Total RNA was extracted and qualified and sent to Berry Genomics (Beijing, China) for transcriptome sequencing. After sequencing, obtain a binary file in fastqc.gz format, then using Fastqc (version 0.11.7,https://www.bioinformatics.babraham.ac.uk/projects/fastqc/) software for raw data quality assessment.
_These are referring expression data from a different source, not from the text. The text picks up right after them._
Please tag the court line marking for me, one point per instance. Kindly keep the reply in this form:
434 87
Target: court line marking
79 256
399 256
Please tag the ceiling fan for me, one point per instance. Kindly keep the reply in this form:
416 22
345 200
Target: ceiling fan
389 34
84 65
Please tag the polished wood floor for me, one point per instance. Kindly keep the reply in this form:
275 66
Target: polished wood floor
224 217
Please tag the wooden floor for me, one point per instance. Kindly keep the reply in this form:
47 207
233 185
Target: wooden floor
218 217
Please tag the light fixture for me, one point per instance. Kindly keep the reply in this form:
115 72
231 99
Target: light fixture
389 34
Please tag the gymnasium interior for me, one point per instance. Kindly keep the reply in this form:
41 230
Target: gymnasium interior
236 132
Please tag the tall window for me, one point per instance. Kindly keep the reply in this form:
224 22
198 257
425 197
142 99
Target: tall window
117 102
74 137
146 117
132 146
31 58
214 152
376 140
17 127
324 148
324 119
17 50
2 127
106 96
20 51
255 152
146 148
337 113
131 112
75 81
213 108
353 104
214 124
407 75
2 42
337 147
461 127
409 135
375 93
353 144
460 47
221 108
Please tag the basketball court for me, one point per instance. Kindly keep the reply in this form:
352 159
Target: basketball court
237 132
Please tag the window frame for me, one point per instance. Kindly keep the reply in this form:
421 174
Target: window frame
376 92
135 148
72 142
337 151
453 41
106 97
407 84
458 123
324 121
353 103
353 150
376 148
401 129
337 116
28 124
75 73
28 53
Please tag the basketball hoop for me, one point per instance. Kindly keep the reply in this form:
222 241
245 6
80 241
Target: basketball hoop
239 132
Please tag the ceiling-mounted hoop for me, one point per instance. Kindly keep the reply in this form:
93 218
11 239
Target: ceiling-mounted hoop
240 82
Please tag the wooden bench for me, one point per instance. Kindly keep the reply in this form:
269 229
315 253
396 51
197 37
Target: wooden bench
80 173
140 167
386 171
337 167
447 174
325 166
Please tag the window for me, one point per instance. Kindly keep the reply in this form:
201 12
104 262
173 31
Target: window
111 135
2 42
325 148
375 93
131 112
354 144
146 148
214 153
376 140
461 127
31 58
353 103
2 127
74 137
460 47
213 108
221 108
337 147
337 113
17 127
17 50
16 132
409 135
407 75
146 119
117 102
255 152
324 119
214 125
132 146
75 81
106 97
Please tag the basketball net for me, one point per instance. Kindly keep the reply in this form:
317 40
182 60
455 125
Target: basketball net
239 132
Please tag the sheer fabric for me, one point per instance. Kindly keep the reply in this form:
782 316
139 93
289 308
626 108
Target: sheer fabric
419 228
Trim-galore (version 0.6.6,https://www.bioinformatics.babraham.ac.uk/projects/trim_galore/, parameters: paired, –quality 25 –length 36, stringency 3) software was used to remove splices and low-quality reads to obtain clean reads with quality scores greater than Q20. Then, the human genome HG38 (https://hgdownload.soe.ucsc.edu/downloads.html#hg38sequence) and its annotation file (https://hgdownload.soe.ucsc.edu/downloads.html#hg38annotations) were downloaded from UCSC website (http://www.genome.ucsc.edu/), which was used to construct human genome index by HISAT2 software (hisat2, version 2.2.1,http://daehwankimlab.github.io/hisat2/ ; parameters: default parameters) and then aligned to the reference genome. Samtools software (version 1.9,https://sourceforge.net/projects/samtools/files/samtools/1.9/; parameters : -b -S -h) was used to transform Sam files into BAM files and sort them. After sorting, The featureCounts program in the subread package (version 2.0.1,http://subread.sourceforge.net/ ; parameters: -t exon -g gene_id,) was used for gene level quantification. The results were expressed by FPKM. After obtaining the count matrix, the R package DEseq2 (version 1.24.0,http://www.bioconductor.org/packages/release/bioc/html/DESeq2.html) based on the negative binomial distribution was used for the difference analysis.
The fold change (FC) thresholds for identifying DEGs were | Log2FC | >1, and a quality score greater than Q20, i.e., false discovery rate (FDR) less than 0.05.and visualized the results by R package ggplot2 [34].